Bad customer service
After a week of frustrating encounters with not one, not two, but three big-box stores for matters requiring that I interact with their customer service, I have reached a conclusion: Big business has concluded that we are all chumps and spineless as we accept the worst excuse for customer service daily, from every company we deal with.
I realize that many of us are already committed to attend protest marches almost every week, but we need to make room for one more. I am calling it the “I am sick and tired of bots and unintelligible call center staff pretending to provide solutions to problems and actually help customers who call for help! Ha!”
If AI is not smarter than the AI used for customer service by big business today, I think we can relax our anxiety about AI taking over the world. The bots that are answering the calls I make–and this is universal, regardless of company–are programmed so badly, I am forced to conclude it is deliberate. Clearly the goal of this software is to reduce the real person, the customer, to a slightly crazed human, shouting threats and the vilest cussing at the bot, sputtering spit.
SHARON MARCUM
Little Rock
Rescinding funding
“Any Republican that votes to allow this monstrosity to continue broadcasting will not have my support or endorsement.” This is what Donald Trump said about PBS and NPR and their receipt of federal funding.
I would say the same with regard to Trump himself! Has this bloated dummy ever even watched it? PBS provides the best broadcasting and news hour available on television–by far. And that includes cable and most premium streaming platforms. And it’s free for all who choose to watch. Trump hates anything even remotely intellectual because it appeals to open, discerning minds who want the whole story. And we all know that’s not descriptive of his fan base. I am disgusted that any legislator would vote to rescind this funding. Shame on all you Republican toadies–and that includes our entire gang from Arkansas.
DANE BUXBAUM
Little Rock
Threatening friends
I like children. Who doesn’t? But children should not be making high-level economic policy decisions for the governments of Canada, Mexico or the United States.

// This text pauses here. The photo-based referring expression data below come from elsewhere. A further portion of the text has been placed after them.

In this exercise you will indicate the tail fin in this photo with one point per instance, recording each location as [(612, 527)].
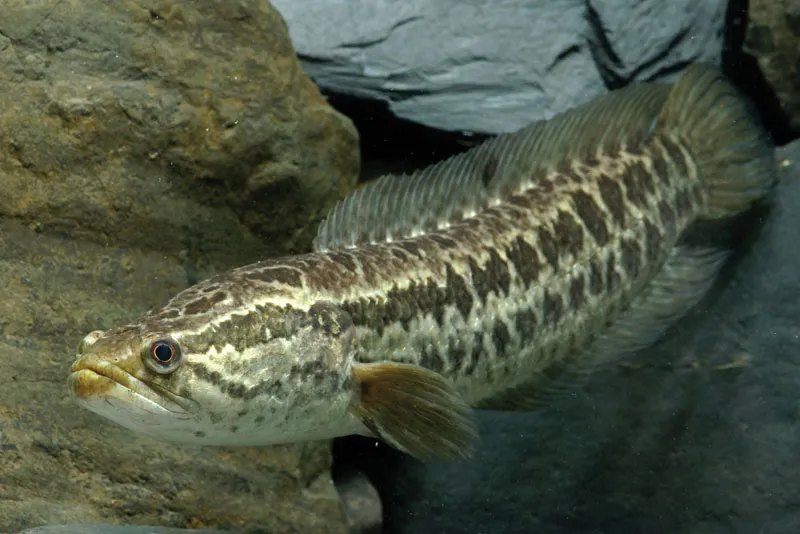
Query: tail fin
[(733, 151)]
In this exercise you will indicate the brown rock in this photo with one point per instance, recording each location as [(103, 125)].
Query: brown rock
[(144, 145), (773, 37)]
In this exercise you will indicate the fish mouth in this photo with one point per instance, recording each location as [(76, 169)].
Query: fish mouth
[(93, 380)]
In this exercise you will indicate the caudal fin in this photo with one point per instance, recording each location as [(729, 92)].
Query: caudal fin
[(733, 151)]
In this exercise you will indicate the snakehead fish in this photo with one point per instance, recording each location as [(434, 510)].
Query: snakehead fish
[(496, 279)]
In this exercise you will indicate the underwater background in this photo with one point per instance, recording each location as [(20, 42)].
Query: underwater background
[(146, 145)]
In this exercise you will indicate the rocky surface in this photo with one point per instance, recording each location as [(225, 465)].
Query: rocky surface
[(773, 37), (143, 145), (494, 67), (699, 436)]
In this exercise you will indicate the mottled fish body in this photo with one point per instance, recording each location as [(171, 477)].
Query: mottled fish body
[(495, 279)]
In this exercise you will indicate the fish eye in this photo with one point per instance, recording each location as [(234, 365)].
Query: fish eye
[(163, 356)]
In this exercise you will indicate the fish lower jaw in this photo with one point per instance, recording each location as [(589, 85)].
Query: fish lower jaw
[(91, 387)]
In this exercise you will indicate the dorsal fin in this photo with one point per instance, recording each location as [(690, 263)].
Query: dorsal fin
[(399, 206)]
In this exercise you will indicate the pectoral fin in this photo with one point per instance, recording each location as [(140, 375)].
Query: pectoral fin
[(414, 410)]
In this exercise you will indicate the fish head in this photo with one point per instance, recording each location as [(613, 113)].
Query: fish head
[(266, 375)]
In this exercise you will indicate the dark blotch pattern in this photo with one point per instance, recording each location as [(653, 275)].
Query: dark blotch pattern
[(613, 279), (526, 323), (332, 320), (493, 278), (458, 292), (577, 292), (525, 260), (634, 188), (631, 257), (667, 213), (568, 233), (547, 244), (500, 337), (592, 216), (613, 198), (553, 307), (652, 241), (284, 275), (683, 202), (344, 259), (595, 279), (402, 305), (675, 155)]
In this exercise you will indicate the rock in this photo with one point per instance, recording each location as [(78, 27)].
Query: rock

We all know threatening Canada and Mexico with 40 percent tariffs on everything is an opening negotiation tactic. But why do this? Mexico City and Ottawa know we will end up with something closer to 10 percent. Our three economies are deeply interwoven; we depend on each other for thousands of products and services. Let’s try being grownups.
Threatening your friends and neighbors with economic devastation is what kids do. Everybody, just grow up.
LARRY ASH
Fayetteville
Setting up roadblocks
Attorney General Tim Griffin is doing his level best to set “judicial” roadblocks handicapping the rights of our citizens to refer legislation to the voters of Arkansas. Helped by the recent law requiring that ballot titles be phrased at an eight-grade level, he attempts to thwart the right of the people to propose issues that the Legislature is unwilling to support when compelled by party allegiance or gubernatorial pressure.

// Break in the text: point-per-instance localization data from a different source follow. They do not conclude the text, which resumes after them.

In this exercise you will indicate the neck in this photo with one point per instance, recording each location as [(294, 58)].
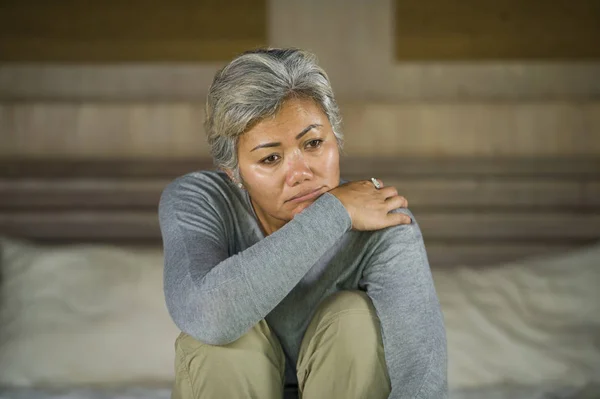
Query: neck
[(268, 224)]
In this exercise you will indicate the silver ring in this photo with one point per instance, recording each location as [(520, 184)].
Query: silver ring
[(375, 183)]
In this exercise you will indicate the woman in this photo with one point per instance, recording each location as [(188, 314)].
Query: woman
[(277, 273)]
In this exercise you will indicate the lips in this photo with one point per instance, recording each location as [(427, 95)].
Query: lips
[(306, 195)]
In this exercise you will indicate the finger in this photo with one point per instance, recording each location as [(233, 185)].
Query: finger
[(380, 183), (399, 218), (395, 202), (389, 192)]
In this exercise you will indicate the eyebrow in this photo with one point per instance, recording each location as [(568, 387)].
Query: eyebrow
[(298, 137)]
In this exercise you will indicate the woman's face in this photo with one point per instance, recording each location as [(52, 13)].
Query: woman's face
[(287, 161)]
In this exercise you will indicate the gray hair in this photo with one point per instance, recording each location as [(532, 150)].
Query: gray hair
[(253, 87)]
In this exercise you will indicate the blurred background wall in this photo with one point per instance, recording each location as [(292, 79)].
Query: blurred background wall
[(433, 79)]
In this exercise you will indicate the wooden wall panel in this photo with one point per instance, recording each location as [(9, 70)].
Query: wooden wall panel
[(174, 129), (134, 30), (497, 30), (473, 211)]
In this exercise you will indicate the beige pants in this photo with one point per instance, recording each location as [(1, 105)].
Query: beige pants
[(341, 356)]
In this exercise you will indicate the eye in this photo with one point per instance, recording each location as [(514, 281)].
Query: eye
[(271, 159), (316, 143)]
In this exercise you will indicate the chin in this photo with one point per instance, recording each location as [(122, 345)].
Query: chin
[(300, 207)]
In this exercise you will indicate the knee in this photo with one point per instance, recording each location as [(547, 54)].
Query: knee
[(258, 342), (355, 319), (351, 302)]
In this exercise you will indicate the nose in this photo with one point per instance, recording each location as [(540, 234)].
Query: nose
[(298, 170)]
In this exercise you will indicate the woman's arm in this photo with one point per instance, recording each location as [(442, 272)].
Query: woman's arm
[(216, 298), (399, 282)]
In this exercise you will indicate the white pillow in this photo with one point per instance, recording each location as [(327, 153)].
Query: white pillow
[(536, 321), (83, 315)]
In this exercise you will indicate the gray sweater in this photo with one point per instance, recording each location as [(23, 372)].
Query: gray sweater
[(222, 276)]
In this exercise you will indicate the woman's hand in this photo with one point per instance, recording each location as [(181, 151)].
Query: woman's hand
[(369, 207)]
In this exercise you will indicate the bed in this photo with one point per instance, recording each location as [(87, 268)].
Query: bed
[(514, 246)]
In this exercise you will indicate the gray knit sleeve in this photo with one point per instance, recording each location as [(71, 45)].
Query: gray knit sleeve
[(215, 297), (399, 282)]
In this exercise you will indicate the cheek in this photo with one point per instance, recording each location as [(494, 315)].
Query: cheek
[(331, 162)]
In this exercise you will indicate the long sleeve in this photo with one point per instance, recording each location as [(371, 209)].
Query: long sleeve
[(216, 297), (399, 282)]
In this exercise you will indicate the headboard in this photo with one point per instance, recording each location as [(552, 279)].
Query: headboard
[(472, 211)]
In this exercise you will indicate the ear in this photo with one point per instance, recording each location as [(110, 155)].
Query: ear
[(230, 174)]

So why the roadblocks? It is simple. Politicians in control want to control and want the public to see through their lenses, which they may then distort to continue control. This desire is common to both political parties, and most recently exemplified by the cover-up of Joe Biden’s cognitive problem. Or we can wonder about whether there is a cover-up involving Jeffrey Epstein. The fact is that we cannot trust our politicians and what the government, regardless of the administration, tells us. That is why the right of the people to propose and enact legislation to be voted upon by the people is critical to our democratic system. Any attempt to impede that right is an attack on our system. The burden should be on the government, specifically on the attorney general, when seeking to justify the deprivation of constitutional rights.

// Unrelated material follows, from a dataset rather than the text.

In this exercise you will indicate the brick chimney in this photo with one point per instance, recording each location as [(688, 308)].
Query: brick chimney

Not addressed by the eighth-grade requirement for ballot titles is that the Legislature often passes laws that are not written at this grade level. As a lawyer, I would love it if the Legislature would at least pass laws that lawyers and judges can understand. Instead, poor language and lack of crucial definitions haunt the judicial system, and many examples of poor drafting must be resolved on the appellate level when justices are called upon to decide what the Legislature must have meant. I recently spoke before a legislative subcommittee about the questionable reduction of the statute of limitations for children and pointed out certain ambiguities. Instead of deciding to clarify the ambiguities, they just passed the law as it was part of a larger package that Gov. Sarah Sanders wanted to pass, and thus the ambiguity was kicked down the road to let the courts decide.
J.L. PORTER
Little Rock
Public broadcasting
The fact that Sen. John Boozman voted for the rescission of funds for public broadcasting is ironic in that he recently appeared on “Antiques Roadshow” from Little Rock, which aired last week on Arkansas PBS.